Frequently asked questions
What if a vendor refuses to provide evaluation artifacts?
Request a written explanation, offer NDA terms explicitly, and escalate to vendor management. If they still refuse, document the refusal in the model selection decision record as a material risk factor. A vendor who can’t demonstrate that their model does what they claim shouldn’t pass procurement due diligence.
Does requiring evaluation artifacts apply to API access only, or also to embedded AI features?
Both. The evaluation obligation applies regardless of delivery mechanism — direct API, embedded in a SaaS product, or on-premise. For embedded AI features, request artifacts for the AI component specifically, even when AI isn’t the primary product.
How do I know if a vendor’s benchmark scores are contaminated?
Compare vendor scores on legacy benchmarks (MMLU, HumanEval) against scores on contamination-resistant benchmarks (LiveBench). A significant gap suggests training data overlap. Request multi-run results — contaminated models tend to show unusually low variance on legacy benchmarks because they’re recalling memorised answers.
What is the difference between a model card and an evaluation artifact package?
A model card is a disclosure document. An evaluation artifact package is an evidence package. One tells you what the vendor says the model does; the other lets you verify whether that’s true.
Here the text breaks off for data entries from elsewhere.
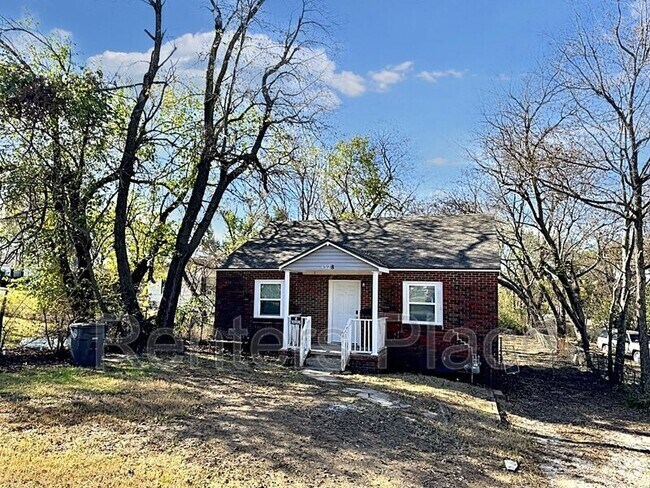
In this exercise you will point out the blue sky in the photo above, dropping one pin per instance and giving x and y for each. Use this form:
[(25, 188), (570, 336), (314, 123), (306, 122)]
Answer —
[(425, 67)]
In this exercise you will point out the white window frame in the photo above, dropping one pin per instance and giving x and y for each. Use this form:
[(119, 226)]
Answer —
[(438, 303), (258, 298)]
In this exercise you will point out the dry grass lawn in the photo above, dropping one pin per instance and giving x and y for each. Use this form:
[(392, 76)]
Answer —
[(198, 423)]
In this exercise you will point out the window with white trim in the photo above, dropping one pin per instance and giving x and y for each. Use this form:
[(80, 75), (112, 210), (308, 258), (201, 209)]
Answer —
[(268, 299), (422, 302)]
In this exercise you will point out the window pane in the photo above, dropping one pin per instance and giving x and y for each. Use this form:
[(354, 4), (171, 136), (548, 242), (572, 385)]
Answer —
[(422, 313), (270, 307), (270, 290), (418, 293)]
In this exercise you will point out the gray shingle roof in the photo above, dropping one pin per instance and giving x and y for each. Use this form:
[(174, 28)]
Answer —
[(458, 242)]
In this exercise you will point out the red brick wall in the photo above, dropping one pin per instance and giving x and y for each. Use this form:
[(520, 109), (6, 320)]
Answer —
[(469, 300)]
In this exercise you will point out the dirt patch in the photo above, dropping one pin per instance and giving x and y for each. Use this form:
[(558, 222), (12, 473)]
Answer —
[(201, 423), (587, 433)]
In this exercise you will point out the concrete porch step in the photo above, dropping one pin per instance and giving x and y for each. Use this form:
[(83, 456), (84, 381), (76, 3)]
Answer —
[(327, 361)]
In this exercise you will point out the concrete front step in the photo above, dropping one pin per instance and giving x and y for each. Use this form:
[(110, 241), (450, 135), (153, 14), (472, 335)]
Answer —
[(324, 361)]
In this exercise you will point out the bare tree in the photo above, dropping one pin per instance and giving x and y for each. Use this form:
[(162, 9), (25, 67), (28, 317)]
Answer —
[(136, 133), (550, 238), (256, 89), (605, 71)]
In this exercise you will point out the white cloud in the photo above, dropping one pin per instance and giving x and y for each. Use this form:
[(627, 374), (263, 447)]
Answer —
[(435, 76), (437, 161), (346, 82), (188, 61), (390, 75)]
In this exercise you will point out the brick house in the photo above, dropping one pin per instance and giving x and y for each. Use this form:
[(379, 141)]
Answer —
[(411, 293)]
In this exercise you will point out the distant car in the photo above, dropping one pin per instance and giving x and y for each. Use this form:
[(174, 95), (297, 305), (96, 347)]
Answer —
[(632, 345)]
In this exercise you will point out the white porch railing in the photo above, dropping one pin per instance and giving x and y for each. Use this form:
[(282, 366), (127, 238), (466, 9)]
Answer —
[(346, 345), (365, 338), (294, 331), (305, 340), (300, 336), (381, 334)]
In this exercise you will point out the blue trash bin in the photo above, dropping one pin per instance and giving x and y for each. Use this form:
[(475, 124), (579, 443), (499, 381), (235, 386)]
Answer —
[(87, 344)]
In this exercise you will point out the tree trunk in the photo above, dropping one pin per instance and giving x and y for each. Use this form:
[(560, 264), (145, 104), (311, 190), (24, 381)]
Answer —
[(126, 170), (640, 295)]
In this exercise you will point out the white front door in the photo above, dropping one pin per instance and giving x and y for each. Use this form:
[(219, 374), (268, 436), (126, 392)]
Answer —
[(344, 304)]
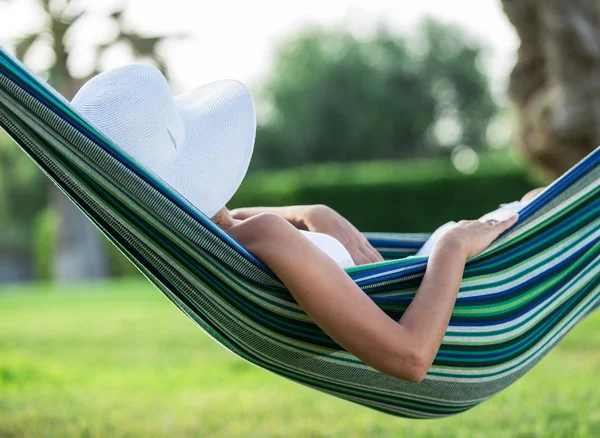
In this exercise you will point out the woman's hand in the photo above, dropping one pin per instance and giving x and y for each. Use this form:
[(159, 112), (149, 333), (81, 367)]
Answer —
[(323, 219), (472, 237)]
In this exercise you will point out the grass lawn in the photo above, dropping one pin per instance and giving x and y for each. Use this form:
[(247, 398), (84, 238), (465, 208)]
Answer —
[(119, 360)]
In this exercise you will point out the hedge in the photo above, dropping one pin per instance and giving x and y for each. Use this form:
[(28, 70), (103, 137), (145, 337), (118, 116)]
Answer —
[(408, 196)]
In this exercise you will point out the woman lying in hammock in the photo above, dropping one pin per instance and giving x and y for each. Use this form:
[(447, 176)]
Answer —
[(405, 348), (201, 146)]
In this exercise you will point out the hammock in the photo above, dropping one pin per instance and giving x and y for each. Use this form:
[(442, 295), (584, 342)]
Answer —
[(517, 299)]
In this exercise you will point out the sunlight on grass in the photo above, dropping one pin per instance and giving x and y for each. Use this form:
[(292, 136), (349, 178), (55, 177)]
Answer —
[(119, 360)]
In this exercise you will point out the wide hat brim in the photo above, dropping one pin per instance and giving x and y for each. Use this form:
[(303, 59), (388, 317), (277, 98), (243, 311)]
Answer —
[(199, 143)]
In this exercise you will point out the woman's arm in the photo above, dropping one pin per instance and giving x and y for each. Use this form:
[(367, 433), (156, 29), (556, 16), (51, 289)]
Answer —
[(404, 349), (295, 214), (321, 219)]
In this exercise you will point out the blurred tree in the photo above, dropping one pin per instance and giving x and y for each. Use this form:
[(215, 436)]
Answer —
[(334, 97), (80, 250), (555, 84)]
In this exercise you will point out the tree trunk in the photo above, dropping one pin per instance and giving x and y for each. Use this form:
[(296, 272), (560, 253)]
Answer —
[(556, 81), (80, 253)]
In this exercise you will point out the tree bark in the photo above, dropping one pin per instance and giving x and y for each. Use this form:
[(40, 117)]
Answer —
[(555, 84)]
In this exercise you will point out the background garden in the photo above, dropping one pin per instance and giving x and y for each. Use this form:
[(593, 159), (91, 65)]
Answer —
[(397, 130)]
Requiring a model card without evaluation artifacts is like requesting an annual report without the underlying financial statements.
Can I use community evaluations like Chatbot Arena instead of requiring vendor artifacts?
Community evaluations are a cross-reference tool, not a substitute for vendor-supplied artifacts. Vendor artifacts tell you how the vendor tested their own model and whether those results are reproducible. You need both.
What if my organisation does not have ML expertise to review evaluation artifacts?
The checklist above is designed for procurement teams without dedicated ML staff. You can verify artifact completeness, check cross-reference results, and identify red flags without ML expertise. For scoring script review, consider a third-party technical reviewer or an open-source evaluation framework such as promptfoo.
Are there regulatory penalties for not requiring evaluation artifacts?
For US federal agencies, OMB M-26-04 creates procurement compliance obligations with a March 2026 deadline. For EU-market organisations using high-risk AI, EU AI Act requirements phase in from August 2026. For private-sector organisations outside regulated industries, no direct penalty exists yet — but the regulatory trajectory makes artifact requirements a foreseeable standard.
What should I do with evaluation artifacts once I receive them?
Review for completeness against the checklist. Cross-reference vendor scores against community evaluations. Run scoring scripts against a sample of the benchmark dataset if you have the capability. Document findings in the model selection decision record. Retain artifacts as part of the procurement audit trail and include a refresh clause in the contract.